Ok. Sometimes I prance like a proud peacock. Today though I felt like a humble street pigeon. Why? Because my son did not want to buy or exchange Valentine’s Day cards at school. I guess, when I consider my husband as my best friend, there are negative drawbacks. Oh, you caught me again? Well, I meant, my husband is my only friend. That is the real problem. Oh well, fodder for another article.
Enhance romance by double dating
Richard B. Slatcher, professor of psychology, Wayne State University has found that dating couples who routinely share activities with other couples are more likely to have happy and satisfying romantic relationships (2010). Over the course of the controlled study, Slatcher discovered that the friendships formed by participants ‘put a spark in their own romantic relationship,’ making it more satisfying. So a benefit to leading a social life would be a better, more enhance private life with your intimate other. Another added benefit? See below.

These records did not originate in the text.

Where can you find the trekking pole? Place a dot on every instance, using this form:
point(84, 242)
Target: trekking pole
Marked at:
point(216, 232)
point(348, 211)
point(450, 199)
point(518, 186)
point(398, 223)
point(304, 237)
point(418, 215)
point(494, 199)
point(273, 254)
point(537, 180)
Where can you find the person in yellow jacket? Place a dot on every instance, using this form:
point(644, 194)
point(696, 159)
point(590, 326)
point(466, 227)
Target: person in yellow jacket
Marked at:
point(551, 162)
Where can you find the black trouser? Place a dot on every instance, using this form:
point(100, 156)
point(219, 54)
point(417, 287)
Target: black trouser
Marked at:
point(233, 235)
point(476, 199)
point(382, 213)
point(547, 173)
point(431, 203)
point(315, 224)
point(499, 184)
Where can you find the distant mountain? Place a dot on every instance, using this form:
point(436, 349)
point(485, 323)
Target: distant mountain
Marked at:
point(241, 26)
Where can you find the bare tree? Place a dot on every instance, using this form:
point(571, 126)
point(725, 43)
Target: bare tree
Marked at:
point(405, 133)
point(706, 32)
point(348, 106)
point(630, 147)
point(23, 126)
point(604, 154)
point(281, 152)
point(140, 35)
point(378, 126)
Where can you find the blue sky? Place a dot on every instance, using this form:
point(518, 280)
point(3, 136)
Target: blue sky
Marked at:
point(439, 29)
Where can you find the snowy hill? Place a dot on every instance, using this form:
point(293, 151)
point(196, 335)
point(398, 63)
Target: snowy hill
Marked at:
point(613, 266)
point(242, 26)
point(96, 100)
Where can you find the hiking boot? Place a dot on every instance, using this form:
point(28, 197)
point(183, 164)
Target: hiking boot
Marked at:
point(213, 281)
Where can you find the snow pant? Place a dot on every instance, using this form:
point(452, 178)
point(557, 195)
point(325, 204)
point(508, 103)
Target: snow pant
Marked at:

Why do we need to include other couples and families in our fun couple and family time?
Shy, those with high self doubt, or introverted parents who are uncomfortable in social situations, as conventional wisdom would have it, are less likely than their more outgoing peers to continually expose their children to new people and experiences. Limiting or restricting a child’s exposure to situations involving social interaction can detrimentally impact a child’s comfort level and make it more difficult for the child to socialize with others. What are some of the other ways to improve your child’s social skills?
Ways to improve your child’s social ability skills
- Model appropriate behavior with your spouse when communicating, interacting and arguing withas well as listening to one another.
- Increase and vary social exposure. Register your children in classes, summer, sports and extracurricular programs (or help develop a hobby) that will give them opportunities to learn, practice and master the art of social skills with children near to their own age.
- Frequent and utilize extended family gatherings as a ‘social learning laboratory.’ Family reunions, holiday traditions and other outings provide children with (1) a large social and support network, (2) the chance to see how other children-to-adults and children to children interact, and serve to (3) enhance a child’s self esteem through the exploration of new ways of communicating and challenging oneself in non intrusive ways and in a non-threatening environment.
- Refrain from harsh judgment, criticism, gossip, and name-calling while in the presence of your child.
- Make a point to have your child observe you at your best authentic self when socializing with others. Teachable moments could include conversing on the phone, hosting social parties, sending ‘Best Wishes’ and holiday cards to your friends and family, going on a girls night out or men’s only sports brewery.
This morning, I’ve realized that I need to work harder on improving my social interaction skills, if not for me and my husband; but for the benefit of my child also.
Slatcher, R.B. (2010). When Harry and Sally met Dickj and Jane: Creating closeness between couples. Personal Relationships; 17 (2) 279.